Inferences on Model Space

Six DCMs were inverted for each subject (Figure 1). Figure 5 shows the BMS results at the individual level under the FFX assumption. Seven out of ten subjects have the Model 6 as the best model. At the group level, the BMS results under FFX (Figure 6a) indicated that Model 6 was the winning model without outliers, and the BMS results under the RFX assumption (Figure 6b) confirmed this finding, with a remarkable exceedance probability of 0.7495. Having identified the best model in which the ACC is at the top of this network hierarchy, we then further investigated the task-related modulation mechanism by comparing Model 6 (i.e. FBL model) with 5 derivative models (Figure 7; see Model Specification for DCM of ERP section for details). Forward modulation was crucial in this task as the FL and FBL models were optimal for 5 and 4 subjects, respectively (Figure 8a). At the group level, the BMS result under the RFX assumption (Figure 8b) suggested that the FL model is the best (exceedance probability = 0.6934), followed by the FB model (exceedance probability = 0.21).

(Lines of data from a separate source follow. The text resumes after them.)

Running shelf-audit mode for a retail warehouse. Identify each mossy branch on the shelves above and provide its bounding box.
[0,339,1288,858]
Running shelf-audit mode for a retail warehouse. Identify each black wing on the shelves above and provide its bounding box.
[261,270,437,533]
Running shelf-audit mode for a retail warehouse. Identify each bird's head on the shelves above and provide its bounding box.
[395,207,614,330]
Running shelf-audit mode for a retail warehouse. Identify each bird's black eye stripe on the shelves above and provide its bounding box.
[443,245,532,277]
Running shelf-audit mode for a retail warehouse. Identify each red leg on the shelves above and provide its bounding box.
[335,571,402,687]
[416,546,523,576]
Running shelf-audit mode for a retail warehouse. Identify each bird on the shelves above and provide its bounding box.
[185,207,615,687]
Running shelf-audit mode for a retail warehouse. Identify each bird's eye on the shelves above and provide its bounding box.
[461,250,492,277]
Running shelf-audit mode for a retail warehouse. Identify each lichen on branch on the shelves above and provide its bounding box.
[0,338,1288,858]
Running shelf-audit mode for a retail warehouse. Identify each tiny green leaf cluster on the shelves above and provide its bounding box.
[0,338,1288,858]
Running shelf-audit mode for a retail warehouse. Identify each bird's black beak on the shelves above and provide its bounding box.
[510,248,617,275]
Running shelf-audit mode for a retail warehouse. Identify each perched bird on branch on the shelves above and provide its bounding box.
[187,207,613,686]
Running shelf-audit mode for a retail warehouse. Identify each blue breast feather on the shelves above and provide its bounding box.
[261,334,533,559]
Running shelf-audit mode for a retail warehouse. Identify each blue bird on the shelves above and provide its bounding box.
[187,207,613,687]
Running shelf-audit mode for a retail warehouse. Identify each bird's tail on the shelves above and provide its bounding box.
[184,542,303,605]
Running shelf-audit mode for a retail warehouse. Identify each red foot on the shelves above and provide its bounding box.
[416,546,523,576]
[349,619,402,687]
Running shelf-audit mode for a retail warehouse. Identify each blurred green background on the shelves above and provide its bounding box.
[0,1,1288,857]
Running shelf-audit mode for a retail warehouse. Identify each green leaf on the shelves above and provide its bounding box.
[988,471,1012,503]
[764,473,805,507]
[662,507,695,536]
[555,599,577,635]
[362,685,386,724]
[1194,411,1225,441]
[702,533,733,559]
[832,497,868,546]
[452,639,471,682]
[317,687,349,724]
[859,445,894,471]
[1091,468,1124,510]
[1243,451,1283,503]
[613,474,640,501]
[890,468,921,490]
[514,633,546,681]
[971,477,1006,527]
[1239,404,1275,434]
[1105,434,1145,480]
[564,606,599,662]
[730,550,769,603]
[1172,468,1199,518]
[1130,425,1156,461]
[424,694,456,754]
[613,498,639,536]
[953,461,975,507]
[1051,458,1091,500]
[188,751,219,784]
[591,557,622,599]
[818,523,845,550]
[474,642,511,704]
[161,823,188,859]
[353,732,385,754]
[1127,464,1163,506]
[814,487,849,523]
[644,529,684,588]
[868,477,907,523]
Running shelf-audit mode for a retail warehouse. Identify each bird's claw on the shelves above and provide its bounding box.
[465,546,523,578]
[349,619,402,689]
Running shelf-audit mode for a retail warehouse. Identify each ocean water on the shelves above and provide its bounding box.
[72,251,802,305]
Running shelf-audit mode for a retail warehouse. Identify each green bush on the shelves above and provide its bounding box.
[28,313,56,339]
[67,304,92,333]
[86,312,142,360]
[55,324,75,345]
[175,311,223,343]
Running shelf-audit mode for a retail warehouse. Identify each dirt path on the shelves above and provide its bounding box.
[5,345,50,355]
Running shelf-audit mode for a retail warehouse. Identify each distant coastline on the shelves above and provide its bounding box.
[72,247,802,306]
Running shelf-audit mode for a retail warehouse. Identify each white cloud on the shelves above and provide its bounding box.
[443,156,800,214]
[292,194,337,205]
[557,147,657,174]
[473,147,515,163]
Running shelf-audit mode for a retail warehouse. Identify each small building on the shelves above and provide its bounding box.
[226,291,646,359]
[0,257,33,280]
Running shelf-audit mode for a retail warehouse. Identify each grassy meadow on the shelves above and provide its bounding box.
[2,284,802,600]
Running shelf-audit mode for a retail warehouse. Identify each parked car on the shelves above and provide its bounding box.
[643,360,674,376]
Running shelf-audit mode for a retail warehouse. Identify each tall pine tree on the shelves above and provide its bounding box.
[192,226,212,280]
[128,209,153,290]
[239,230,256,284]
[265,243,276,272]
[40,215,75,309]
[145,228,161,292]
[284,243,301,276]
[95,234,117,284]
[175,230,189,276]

A comparison of the model families (Figure 9) revealed the importance of forward modulation. We observed that the F family was far superior to the B family, and the F and FB families exhibited almost equal exceedance probabilities (0.5005 and 0.4955, respectively). Collectively, forward modulation appeared to be more vital in this passive P300 network, despite the possibility that 2 optimal models could be applied to this task.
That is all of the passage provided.